まず厳島神社と言えば鹿が思い出されるが、明神様と鹿の子町は結びついたものゝようだ。その昔は未開の山また山を思わせるそれこそ鹿の子でも住んでいた平和な山間だったにちがいない。大昔のことは私どもの知る由もないが、われわれの古い先祖は一体どんな暮らしをしていたろうか。
御承知のように小学校の裏に当たる当部落は、戸数三十五戸、世帯数三十九、人口百九十五の小部落で、南に御山をめぐらし、西北に神鹿山、神之子山を背負い、東は地御前村内につらなる。
このように町名また山々の名をもってみても明神様の御山にして、多くの鹿が群がり遊んでいた平和な山野だったにちがいない。
鹿之子山には十五の地歳が鎮座します御堂が有り、毎年八月二十四日がお祭りである。神鹿谷より流れる小川は当部落を通り地御前港に至る。

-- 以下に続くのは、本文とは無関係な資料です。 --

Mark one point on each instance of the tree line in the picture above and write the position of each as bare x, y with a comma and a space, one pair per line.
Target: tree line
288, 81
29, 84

道路は四方八方に通じ交通は至極便利である。最近神鹿道は村当局を始め、関係諸氏の協力により改修工事が着々と進み四月いっぱいには完成予定で、将来の発展には大きな役割を果たすことゝなろう。
現在産業方面はあまりみるべきものはないが、当部落は大半が農家で田五町三反、畑六反部を耕し、すでに苗代期に入った今、ことしこそはと張切っている。
終りに衛生方面では、年々婦人会の御協力によってうるさい仕事をやっていただいているが、一般の方々もこれに協力し完全にカやハエを退治したいものである。